Lamprell sat down to write A Lovers' Guide to Rome while waiting for his last feature, 2013's movie-musical Goddess, to be released.
"I was in Bristol visiting my son", Lamprell said, "and I had time on my hands and I thought I should write another screenplay".
Instead, Lamprell sat down and wrote a novel, weaving together three stories of lovers young and old holidaying in Rome.
"Because I'd decided to write something based on my own personal experience, it was a little bit like a door in the top of my head opened, and something just poured in from the universe and poured out onto the page. It's the closest experience I've ever had to channeling anything."
According to Lamprell, the experience was very different to screenplay-writing, during which he "usually bleeds from the forehead to get something on the page".
The sense of independence was different, too.
"There's much more respect for the originator of the idea in novels than there is in movies. By necessity really. Producers can't afford to hover round a writer, saying: how are you feeling about this? Are these notes okay?"

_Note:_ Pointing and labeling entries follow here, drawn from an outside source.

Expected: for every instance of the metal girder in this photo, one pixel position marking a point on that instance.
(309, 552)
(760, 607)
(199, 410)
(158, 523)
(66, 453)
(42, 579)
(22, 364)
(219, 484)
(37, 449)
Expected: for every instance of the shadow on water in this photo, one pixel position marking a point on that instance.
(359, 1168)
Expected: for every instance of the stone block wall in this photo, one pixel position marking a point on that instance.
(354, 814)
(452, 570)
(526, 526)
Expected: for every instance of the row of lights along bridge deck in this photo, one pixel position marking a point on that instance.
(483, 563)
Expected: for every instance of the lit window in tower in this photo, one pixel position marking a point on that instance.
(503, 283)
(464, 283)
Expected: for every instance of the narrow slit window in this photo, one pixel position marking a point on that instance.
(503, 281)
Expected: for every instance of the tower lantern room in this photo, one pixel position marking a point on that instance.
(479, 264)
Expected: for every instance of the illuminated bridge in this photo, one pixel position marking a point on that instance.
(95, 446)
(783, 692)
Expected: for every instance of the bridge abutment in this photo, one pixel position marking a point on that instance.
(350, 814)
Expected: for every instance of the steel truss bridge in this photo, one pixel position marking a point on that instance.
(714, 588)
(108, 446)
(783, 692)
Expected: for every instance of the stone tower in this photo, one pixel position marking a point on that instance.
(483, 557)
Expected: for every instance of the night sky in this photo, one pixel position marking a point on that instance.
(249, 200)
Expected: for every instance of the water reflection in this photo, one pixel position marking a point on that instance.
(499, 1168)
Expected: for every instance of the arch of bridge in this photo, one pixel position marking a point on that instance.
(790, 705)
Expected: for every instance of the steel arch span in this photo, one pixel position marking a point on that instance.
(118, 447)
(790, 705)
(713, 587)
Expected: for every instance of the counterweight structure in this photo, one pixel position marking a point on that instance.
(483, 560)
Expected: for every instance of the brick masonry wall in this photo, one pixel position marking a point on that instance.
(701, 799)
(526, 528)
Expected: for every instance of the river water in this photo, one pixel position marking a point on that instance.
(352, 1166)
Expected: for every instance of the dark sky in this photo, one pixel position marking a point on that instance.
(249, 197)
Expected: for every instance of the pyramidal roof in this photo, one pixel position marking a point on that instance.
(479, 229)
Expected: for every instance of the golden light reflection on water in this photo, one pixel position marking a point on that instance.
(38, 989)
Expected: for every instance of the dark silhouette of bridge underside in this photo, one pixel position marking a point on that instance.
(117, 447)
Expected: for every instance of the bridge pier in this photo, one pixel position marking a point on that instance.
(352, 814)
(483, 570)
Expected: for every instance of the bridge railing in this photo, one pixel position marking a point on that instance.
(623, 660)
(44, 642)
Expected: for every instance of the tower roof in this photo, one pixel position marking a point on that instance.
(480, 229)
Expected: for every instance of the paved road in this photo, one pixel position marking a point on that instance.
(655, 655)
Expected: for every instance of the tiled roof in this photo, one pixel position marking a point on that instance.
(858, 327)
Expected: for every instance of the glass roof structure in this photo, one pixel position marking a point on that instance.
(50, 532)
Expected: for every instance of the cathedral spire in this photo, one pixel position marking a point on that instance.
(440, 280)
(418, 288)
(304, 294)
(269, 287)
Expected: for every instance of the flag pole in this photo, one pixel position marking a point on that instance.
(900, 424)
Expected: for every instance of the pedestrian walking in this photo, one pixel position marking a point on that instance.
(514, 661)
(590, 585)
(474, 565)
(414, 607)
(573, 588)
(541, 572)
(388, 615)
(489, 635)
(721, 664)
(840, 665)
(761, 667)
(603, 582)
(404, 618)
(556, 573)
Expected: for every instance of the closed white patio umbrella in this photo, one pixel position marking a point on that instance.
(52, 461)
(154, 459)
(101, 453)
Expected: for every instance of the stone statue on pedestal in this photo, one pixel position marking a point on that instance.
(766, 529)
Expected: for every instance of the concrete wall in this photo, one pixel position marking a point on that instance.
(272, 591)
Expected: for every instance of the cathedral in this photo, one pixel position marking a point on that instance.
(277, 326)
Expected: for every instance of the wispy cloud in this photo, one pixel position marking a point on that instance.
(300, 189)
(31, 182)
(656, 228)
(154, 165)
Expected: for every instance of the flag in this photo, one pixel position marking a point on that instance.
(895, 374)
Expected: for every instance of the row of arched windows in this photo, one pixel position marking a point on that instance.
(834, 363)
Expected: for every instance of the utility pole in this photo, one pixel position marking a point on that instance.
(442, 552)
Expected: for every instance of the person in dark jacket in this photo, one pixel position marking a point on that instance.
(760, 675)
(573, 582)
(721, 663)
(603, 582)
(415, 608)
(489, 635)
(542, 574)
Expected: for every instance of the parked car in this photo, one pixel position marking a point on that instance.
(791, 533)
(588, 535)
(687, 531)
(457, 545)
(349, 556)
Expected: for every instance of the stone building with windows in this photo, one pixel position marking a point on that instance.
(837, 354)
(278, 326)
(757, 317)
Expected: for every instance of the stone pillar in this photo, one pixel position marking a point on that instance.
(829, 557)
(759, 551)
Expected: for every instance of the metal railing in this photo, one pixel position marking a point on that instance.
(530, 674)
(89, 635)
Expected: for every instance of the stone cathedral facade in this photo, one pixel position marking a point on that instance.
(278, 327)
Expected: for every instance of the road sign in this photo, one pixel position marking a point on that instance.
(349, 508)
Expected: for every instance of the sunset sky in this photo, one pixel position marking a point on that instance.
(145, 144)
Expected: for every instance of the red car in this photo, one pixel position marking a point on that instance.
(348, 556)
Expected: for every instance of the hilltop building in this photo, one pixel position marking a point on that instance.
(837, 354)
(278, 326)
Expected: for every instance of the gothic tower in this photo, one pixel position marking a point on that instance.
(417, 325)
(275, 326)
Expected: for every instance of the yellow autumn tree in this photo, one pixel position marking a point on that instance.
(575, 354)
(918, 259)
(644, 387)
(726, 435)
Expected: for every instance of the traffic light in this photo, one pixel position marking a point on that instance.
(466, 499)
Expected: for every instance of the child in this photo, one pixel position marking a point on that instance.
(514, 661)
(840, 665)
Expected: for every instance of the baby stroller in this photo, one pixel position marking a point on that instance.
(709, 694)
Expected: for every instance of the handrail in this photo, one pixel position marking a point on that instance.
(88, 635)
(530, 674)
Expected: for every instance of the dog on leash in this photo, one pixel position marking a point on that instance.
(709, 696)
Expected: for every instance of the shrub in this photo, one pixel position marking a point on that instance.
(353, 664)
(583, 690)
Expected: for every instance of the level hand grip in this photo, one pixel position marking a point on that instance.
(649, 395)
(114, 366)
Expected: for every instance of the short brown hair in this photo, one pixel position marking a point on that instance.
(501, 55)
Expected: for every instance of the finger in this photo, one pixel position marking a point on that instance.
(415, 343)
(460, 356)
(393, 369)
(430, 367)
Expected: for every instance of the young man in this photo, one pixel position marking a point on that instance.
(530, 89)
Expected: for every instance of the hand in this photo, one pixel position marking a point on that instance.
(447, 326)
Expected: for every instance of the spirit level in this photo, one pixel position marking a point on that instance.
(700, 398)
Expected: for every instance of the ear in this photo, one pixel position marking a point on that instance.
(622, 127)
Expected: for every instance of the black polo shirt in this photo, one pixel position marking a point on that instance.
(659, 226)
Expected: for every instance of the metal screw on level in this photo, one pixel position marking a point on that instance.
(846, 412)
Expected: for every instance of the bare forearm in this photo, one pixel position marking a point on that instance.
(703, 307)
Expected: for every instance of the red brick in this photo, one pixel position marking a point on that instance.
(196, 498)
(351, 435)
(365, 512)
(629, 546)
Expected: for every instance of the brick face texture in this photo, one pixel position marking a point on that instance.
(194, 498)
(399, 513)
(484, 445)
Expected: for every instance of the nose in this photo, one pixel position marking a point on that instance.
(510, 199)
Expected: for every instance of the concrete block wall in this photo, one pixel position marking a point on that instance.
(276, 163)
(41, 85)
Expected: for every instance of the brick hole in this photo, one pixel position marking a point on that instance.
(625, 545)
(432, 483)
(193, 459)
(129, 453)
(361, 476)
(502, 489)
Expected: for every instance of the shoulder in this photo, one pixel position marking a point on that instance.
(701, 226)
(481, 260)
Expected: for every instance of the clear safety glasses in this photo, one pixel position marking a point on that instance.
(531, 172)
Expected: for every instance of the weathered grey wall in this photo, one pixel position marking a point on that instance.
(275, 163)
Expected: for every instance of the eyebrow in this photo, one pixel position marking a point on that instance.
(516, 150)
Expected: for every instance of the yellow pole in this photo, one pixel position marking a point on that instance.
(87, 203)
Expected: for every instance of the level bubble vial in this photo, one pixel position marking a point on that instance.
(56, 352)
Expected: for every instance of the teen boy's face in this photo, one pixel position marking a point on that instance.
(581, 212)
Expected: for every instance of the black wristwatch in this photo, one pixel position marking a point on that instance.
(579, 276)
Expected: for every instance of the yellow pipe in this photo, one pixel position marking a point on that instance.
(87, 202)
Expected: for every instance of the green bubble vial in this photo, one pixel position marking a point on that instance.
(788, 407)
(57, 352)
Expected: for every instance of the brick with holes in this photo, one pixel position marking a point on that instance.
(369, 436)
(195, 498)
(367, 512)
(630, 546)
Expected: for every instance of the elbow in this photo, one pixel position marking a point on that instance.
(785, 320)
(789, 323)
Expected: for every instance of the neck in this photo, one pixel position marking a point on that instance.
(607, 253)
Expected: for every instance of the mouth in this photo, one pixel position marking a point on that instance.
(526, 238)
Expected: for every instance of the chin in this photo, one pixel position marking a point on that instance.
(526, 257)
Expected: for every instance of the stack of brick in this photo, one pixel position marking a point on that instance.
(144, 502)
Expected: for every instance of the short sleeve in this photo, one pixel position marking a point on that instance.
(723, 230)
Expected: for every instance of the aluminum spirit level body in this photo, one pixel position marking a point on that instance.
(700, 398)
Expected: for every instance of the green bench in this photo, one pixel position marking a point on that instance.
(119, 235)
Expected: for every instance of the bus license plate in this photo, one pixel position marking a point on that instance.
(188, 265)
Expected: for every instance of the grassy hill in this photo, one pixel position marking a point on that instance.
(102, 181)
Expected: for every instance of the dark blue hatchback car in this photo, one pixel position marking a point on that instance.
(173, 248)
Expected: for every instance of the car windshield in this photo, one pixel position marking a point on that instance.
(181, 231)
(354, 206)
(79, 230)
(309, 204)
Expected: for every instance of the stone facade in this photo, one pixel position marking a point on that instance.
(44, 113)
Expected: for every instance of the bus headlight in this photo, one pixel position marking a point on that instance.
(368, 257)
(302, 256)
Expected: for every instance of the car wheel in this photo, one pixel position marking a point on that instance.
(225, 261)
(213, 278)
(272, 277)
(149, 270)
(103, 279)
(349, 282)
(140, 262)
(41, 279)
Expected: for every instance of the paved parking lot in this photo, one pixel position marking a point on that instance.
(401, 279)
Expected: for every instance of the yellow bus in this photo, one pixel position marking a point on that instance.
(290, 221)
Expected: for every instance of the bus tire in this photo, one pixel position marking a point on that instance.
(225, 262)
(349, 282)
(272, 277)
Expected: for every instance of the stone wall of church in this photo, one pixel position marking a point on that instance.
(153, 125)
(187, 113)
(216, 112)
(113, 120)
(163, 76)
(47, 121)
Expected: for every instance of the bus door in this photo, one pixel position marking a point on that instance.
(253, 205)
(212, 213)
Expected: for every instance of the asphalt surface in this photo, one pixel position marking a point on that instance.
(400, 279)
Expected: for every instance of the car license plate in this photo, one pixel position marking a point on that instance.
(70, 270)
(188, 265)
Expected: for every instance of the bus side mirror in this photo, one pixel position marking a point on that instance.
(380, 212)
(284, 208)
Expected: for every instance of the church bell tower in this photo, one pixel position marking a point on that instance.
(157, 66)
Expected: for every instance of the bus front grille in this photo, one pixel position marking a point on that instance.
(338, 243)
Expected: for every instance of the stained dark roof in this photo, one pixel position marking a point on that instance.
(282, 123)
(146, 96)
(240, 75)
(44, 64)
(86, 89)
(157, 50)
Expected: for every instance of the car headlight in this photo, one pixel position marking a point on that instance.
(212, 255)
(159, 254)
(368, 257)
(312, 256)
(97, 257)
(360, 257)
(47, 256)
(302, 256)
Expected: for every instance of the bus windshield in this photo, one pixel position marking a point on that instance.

"Because you are spending millions of dollars on a venture, they have to protect that overall vision, and at times they will just steamroll right over the top of you to get it done."
Unless, of course, you're protected by a filmmaker with clout and making a sequel to a gigantic hit, as was the case when Lamprell wrote 1998's Babe: Pig in the City with Judy Morris and George Miller.
"It was me and Judy Morris and George, sitting at a desk every day, and we'd take turns to type. We'd sit there going, 'hmm, maybe's it's not a gorilla, maybe it should be a chimpanzee – you know, that kind of stuff."
"Sometimes we would pause for a morning to argue over a full stop or a colon. George and I are perfectly capable of batting that sort of issue back and forth for hours. It was the three of us bashing the thing out together over quite a long period of time, and very very slowly."
"George's process is always to begin at the beginning. So every day we'd start at page one. We may have written up to page 42, but we'd read through and George wouldn't hesitate to stop on page three if he felt that there was something in the rhythm of the storytelling that didn't work."
Though Lamprell recalls that "the three of us had a lot of fun doing it", his door was not exactly being beaten down after the film proved a critical and commercial dissapointment.
"My phone just went dead afterwards (laughs). But since then, there's a whole generation, particularly in the States when I'm dealing with studio executives, who have gone to film school at Harvard or Yale where clearly Babe 2 has been on the syllabus, and they almost treat me reverentially (laughs).
The critical re-evaluation of the film was particularly evident last year, with several thinkpieces published in the wake of Fury Road singling out Babe: Pig in the City for its idiosyncratic vision.
Laughs Lamprell: "Like a phoenix, it's risen from the ashes".